Other childhood memories include visiting a flooded clay pit – “the water was extremely deep” – to see great crested grebes and attempting, with friends, to get a picture of skylarks with a “box brownie” camera!

“My parents used to put out food for garden birds but neither of them were great wildlife enthusiasts. I do remember my mother having to putting out cups to be put over the milk bottles which were delivered to our home. That was to stop the blue tits pecking holes in the tops,” said Brian who believes he did not become hooked on wildlife until he became an adult.

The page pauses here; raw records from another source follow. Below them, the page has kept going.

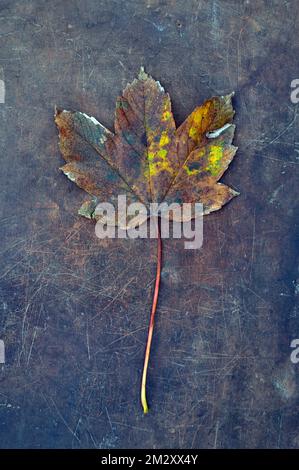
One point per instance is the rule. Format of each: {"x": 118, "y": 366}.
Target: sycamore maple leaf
{"x": 149, "y": 159}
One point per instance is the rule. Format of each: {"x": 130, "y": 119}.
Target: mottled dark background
{"x": 74, "y": 309}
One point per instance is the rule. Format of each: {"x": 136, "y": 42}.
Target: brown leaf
{"x": 147, "y": 158}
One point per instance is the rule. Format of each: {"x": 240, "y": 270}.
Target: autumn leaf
{"x": 148, "y": 159}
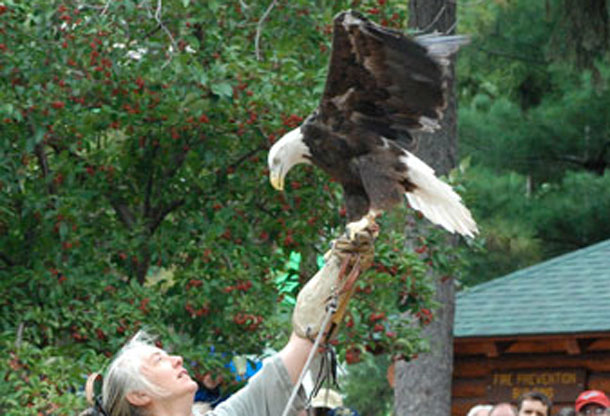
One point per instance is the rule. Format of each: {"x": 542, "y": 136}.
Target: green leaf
{"x": 222, "y": 89}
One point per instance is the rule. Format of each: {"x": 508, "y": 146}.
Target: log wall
{"x": 476, "y": 361}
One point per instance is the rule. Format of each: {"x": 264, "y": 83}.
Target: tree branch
{"x": 160, "y": 214}
{"x": 507, "y": 55}
{"x": 123, "y": 211}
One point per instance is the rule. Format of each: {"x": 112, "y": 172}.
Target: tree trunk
{"x": 423, "y": 385}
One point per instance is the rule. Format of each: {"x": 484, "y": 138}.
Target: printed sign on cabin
{"x": 560, "y": 385}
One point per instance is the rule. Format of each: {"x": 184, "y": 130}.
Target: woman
{"x": 145, "y": 380}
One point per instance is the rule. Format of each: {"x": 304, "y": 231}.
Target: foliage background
{"x": 134, "y": 191}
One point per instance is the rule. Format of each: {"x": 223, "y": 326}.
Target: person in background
{"x": 592, "y": 403}
{"x": 534, "y": 403}
{"x": 145, "y": 380}
{"x": 479, "y": 410}
{"x": 566, "y": 411}
{"x": 503, "y": 409}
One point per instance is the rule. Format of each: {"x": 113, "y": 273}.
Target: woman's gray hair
{"x": 124, "y": 376}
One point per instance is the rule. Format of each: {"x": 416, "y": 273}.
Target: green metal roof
{"x": 568, "y": 294}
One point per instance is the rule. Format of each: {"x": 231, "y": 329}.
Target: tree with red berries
{"x": 134, "y": 190}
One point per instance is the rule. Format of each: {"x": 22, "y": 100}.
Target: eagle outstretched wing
{"x": 384, "y": 81}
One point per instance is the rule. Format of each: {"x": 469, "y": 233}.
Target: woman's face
{"x": 166, "y": 372}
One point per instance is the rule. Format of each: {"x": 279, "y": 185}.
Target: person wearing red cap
{"x": 592, "y": 403}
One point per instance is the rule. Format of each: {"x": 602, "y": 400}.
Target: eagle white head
{"x": 287, "y": 152}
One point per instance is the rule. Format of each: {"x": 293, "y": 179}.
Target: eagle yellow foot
{"x": 353, "y": 228}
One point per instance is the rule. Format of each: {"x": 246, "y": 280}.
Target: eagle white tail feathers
{"x": 436, "y": 200}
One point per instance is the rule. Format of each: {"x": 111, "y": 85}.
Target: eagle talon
{"x": 356, "y": 227}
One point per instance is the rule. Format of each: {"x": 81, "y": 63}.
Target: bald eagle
{"x": 381, "y": 86}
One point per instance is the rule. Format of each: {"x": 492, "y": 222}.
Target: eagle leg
{"x": 354, "y": 227}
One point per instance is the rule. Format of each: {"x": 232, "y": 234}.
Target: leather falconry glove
{"x": 344, "y": 262}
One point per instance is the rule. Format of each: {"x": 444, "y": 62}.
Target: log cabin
{"x": 544, "y": 328}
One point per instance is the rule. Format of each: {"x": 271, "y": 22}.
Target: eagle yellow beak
{"x": 277, "y": 180}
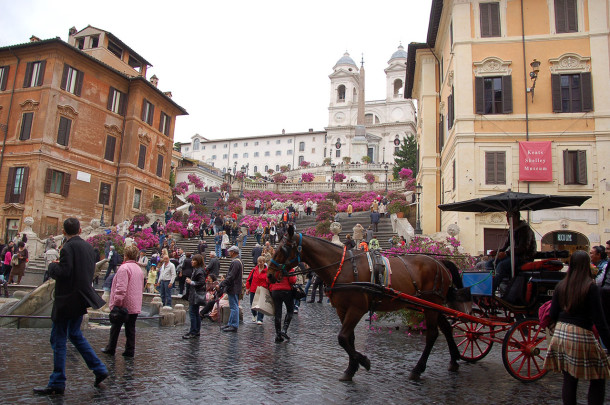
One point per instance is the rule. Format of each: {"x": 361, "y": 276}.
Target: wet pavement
{"x": 249, "y": 368}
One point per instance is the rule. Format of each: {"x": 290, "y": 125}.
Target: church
{"x": 356, "y": 128}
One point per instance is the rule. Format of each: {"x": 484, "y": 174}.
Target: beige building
{"x": 513, "y": 95}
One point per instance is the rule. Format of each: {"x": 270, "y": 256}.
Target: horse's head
{"x": 288, "y": 252}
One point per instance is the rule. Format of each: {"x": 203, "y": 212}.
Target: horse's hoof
{"x": 345, "y": 377}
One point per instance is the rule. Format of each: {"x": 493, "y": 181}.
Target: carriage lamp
{"x": 534, "y": 76}
{"x": 418, "y": 191}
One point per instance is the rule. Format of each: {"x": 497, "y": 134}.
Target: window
{"x": 160, "y": 165}
{"x": 164, "y": 123}
{"x": 494, "y": 95}
{"x": 572, "y": 93}
{"x": 148, "y": 111}
{"x": 63, "y": 132}
{"x": 574, "y": 167}
{"x": 3, "y": 77}
{"x": 104, "y": 196}
{"x": 26, "y": 126}
{"x": 110, "y": 145}
{"x": 34, "y": 73}
{"x": 490, "y": 19}
{"x": 137, "y": 198}
{"x": 57, "y": 182}
{"x": 495, "y": 167}
{"x": 341, "y": 94}
{"x": 116, "y": 101}
{"x": 72, "y": 80}
{"x": 17, "y": 185}
{"x": 142, "y": 157}
{"x": 566, "y": 16}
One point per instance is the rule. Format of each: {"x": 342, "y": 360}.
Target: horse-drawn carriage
{"x": 424, "y": 283}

Brian started his working life as a junior in a London shipping office in London. He spent 15 years in the capital as a police officer before moving to Suffolk and becoming a probation officer and then an official in the further education welfare service, a career which extended over 24 years.

Diane, 70, remembers accompanying her father on nature walks and seeing birdlife when her

family spent holidays in north Norfolk.

Her teaching career included a year in Canada, the country to which members of her family had emigrated during the 1950s.

She and Brian have been members of the RSPB for 40 years and they are also members of both the Suffolk and Norfolk wildlife trusts.

The couple, who have two sons and two daughters, travel to various parts of East Anglia to watch birds and are always on the look-out for wildlife during holidays abroad. Once, during a holiday in South Africa, they went on a five-day birding tour down to the southern cape.

“We’ve also been on a safari type holiday in Kenya. We like all kinds of wildlife, not just birds. It’s absolutely fantastic,” Brian said.

Their oldest son, David, 47, is also a keen bird-watcher, having attended one of the RSPB’s Young Ornithologists’ Club course at Cambridge at the age of nine. The couple’s other children are Helen, Austin and Samantha.

Brian and Diane moved to Suffolk in the footsteps of Brian’s parents who had retired to live in Lowestoft.

“We really grew to like the area during our visits and decided to move up here,” he said.

After helping to found the Lowestoft group of the RSPB, the couple were involved in various fund-raising activities, helped to put up bird boxes and to organise film shows.

“Over the past 35 years we’ve gained a lot of satisfaction from volunteering with the RSPB, especially working with youngsters in schools and on farms. We look forward to doing much more in the future,” Brian said.

“As Bird Friendly School Volunteers it is amazing to see the boundless enthusiasm that children have for wildlife. When you see that big grin on their face when they first discover a new bird or bug, it makes all the effort feel so worthwhile.

“As well as going into schools, many of our volunteering opportunities have taken us to places that we have never been before, and enabled us to meet some fantastic people that we would otherwise never have met. Spending an early morning surveying birds with the sun glistening off the dew in the fields is a great experience and one of the things that makes getting up early worth it.”

Were he and Diane surprised by the RSPB’s President’s Award? “Yes it came totally out of the blue - knew absolutely nothing in advance and we still don’t know who nominated us for it.”

Emily Field, RSPB volunteer & farmer alliance project officer, said: “When Brian and Diane started volunteering to carry out bird surveys for farmers, we could only have dreamed how successful the project would become, and since then volunteers have surveyed over 100 farms in Suffolk.

“These vital bridges simply couldn’t have been built without these fantastic people giving a gift of their time to save farmland birds like the iconic skylark.”

Ian Barthorpe, marketing and publicity officer at Minsmere, said: “Brian and Diane’s enthusiasm is infectious. They have put in so many hours helping the RSPB, in so many different capacities, that it’s easy to forget they are volunteers rather than paid staff.

“At Minsmere, Brian and Diane have been instrumental in ensuring the ongoing success of our extremely popular summer family days which they have helped to plan and organise for more than ten years. This award is totally justified.”